L’Homme à la longue barbe/20. Tableau de la situation actuelle du Superbe



CHAPITRE XX et dernier.

Tableau de la situation actuelle du Superbe.


Trois hôtels[1] se sont successivement ouverts pour lui dans la même rue, qu’il semble privilégier. La maîtresse du premier fut obligée de recourir à la force pour le faire sortir d’une maison qu’il avait, prétend-elle, discréditée par sa malpropreté.

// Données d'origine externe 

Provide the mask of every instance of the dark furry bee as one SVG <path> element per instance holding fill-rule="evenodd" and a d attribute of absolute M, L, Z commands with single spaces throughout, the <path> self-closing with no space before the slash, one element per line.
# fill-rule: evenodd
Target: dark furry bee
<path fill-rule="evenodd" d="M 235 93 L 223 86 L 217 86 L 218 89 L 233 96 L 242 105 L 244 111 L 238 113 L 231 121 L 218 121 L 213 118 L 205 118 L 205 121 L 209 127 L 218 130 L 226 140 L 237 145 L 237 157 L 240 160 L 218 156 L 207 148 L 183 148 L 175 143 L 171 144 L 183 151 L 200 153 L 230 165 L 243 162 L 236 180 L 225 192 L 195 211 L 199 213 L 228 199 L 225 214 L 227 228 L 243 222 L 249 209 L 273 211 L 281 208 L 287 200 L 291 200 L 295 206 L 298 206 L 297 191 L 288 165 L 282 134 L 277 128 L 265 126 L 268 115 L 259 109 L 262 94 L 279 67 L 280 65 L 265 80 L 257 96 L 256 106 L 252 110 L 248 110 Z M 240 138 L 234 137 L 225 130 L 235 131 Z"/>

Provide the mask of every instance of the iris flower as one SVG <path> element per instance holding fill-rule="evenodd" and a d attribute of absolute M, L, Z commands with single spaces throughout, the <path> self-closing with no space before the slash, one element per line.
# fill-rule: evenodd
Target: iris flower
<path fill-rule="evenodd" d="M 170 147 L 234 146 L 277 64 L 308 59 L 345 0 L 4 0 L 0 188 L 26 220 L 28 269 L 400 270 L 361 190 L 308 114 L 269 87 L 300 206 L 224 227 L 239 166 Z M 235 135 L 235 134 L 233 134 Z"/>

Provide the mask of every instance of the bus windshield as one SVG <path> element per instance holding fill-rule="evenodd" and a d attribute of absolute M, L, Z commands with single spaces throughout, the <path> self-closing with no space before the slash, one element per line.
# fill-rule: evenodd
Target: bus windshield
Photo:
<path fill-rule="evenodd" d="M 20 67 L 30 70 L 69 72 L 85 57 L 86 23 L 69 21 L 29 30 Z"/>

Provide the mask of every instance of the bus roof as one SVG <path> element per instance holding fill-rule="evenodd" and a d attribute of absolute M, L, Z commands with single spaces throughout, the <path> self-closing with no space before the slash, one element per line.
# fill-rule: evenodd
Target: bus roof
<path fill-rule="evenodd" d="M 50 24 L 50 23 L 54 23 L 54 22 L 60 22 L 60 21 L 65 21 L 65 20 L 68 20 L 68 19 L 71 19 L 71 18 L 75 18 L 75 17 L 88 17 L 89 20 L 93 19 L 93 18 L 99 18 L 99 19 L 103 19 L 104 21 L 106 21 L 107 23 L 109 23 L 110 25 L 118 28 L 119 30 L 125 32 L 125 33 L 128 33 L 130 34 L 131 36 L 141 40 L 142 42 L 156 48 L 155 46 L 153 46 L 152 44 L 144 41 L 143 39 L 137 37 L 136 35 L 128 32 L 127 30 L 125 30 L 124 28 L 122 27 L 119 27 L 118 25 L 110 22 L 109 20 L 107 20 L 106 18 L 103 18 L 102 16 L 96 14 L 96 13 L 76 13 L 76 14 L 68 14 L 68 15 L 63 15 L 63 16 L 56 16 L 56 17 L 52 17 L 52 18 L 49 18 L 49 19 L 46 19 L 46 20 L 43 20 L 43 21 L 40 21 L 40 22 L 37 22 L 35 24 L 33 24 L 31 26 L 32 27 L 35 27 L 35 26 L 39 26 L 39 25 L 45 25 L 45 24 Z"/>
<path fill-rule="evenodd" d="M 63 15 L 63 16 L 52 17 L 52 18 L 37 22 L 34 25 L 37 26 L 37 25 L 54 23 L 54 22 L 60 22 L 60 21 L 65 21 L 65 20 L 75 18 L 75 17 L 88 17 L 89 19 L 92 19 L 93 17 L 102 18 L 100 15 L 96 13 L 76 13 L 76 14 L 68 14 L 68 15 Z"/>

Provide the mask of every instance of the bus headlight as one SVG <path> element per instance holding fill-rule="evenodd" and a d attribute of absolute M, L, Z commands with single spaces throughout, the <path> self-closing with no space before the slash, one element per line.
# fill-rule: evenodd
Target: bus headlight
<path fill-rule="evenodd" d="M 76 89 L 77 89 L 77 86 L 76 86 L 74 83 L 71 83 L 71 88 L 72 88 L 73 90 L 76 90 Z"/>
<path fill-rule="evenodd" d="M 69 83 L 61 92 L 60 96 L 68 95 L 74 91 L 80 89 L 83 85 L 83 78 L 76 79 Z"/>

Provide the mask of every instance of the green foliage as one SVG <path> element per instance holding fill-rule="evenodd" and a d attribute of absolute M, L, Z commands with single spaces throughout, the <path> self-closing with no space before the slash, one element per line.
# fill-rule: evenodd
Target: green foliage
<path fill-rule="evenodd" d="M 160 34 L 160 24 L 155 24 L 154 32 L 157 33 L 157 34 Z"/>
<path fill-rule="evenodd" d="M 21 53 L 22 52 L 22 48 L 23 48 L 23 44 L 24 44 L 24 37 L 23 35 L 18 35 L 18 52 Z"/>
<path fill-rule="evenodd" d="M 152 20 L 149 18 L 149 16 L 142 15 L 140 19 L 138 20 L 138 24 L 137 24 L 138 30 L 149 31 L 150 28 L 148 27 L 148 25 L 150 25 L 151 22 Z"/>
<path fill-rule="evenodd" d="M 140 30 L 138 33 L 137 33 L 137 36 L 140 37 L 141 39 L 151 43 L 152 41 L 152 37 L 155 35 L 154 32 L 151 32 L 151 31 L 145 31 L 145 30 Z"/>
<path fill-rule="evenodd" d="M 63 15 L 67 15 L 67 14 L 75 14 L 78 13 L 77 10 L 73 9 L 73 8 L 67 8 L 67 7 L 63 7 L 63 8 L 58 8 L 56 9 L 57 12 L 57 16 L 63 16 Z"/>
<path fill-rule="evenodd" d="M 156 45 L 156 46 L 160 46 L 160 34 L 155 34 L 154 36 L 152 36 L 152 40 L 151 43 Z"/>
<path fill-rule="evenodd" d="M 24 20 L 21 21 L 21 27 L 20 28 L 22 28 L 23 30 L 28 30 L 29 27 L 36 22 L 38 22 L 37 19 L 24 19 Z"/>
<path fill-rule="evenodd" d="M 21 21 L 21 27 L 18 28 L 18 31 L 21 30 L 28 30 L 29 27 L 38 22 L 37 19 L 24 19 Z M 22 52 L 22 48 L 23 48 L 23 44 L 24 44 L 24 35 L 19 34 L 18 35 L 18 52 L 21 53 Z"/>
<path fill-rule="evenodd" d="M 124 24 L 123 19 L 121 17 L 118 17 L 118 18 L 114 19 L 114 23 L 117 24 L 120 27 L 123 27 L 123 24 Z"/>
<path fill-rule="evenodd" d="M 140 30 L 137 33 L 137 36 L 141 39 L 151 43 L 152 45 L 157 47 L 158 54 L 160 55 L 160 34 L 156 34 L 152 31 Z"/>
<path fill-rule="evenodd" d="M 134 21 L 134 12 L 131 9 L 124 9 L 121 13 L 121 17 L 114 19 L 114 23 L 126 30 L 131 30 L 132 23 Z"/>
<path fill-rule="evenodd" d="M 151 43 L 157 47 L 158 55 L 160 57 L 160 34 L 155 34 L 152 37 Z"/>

Il restait alors couché, l’hiver, jusqu’à quatre heures, et l’été, jusqu’à deux ; puis il sortait pour rentrer à dix heures et à minuit.

Sa présence, dit la chronique, porta également préjudice au second hôtel. Sur les observations qui lui furent faites mille fois par l’hôte à ce sujet, et à chaque invitation qu’il lui adressait de chercher un gîte ailleurs, Duclos se contentait de jeter, sans répondre, sa pièce de vingt sous sur la table, de prendre sa chandelle et de monter dans sa chambre, où il n’ouvrait la porte à qui que ce fût, pas même à la maîtresse de la maison.

Deux individus désiraient beaucoup le voir et lui parler ; la maîtresse de l’hôtel crut devoir le préparer à leur visite, et le prévint deux jours d’avance ; mais Duclos répondit qu’il n’entendait recevoir personne ; et comme elle insista, le Superbe s’emparant d’un balai qu’il démancha, se mit ainsi en devoir d’accueillir les visiteurs.

Plusieurs significations et jugemens lui ont été remis ; mais il répondait à chaque envoi de cette nature qu’il ne savait ce qu’on voulait lui dire.

Son silence obstiné, ses refus opiniâtres d’élire domicile ailleurs, déterminèrent à réclamer l’assistance du commissaire, qui se défendit de se mêler de cette affaire, en disant qu’on pouvait requérir la garde, s’il refusait de sortir. La garde vint, et pour la seconde fois sans feu ni lieu, le Superbe finit par s’établir dans le gîte[2] où il repose aujourd’hui sa tête, et que l’autorité lui a tout récemment contesté.

C’est de là qu’il sort chaque jour pour promener au sein de Paris sa vie d’anachorète ; et lorsqu’il rentre chez lui les fournisseurs s’empressent à l’envi de le servir, parce qu’il paye partout et régulièrement.

Son dîner, qui se compose tantôt de viande de boucherie ou de charcuterie, tantôt d’œufs et de laitage, est apporté par lui chaque jour chez une fruitière où il mange depuis deux ans. « Je m’aperçois, dit-elle quand les fonds sont en hausse, parce que l’on fait toujours quelque extrà. »

Du reste, même misanthropie, même laconisme ; et quand le feu de ses regards annonce enfin que le Superbe va rompre le silence, on s’attend toujours à recueillir de lui ce retour monotone et solennel :

« Frère ! il faut mourir ! »



  1. L’hôtel de France et l’hôtel de Lyon.
  2. Hôtel de Verdun, toujours rue Pierre-l’Escot.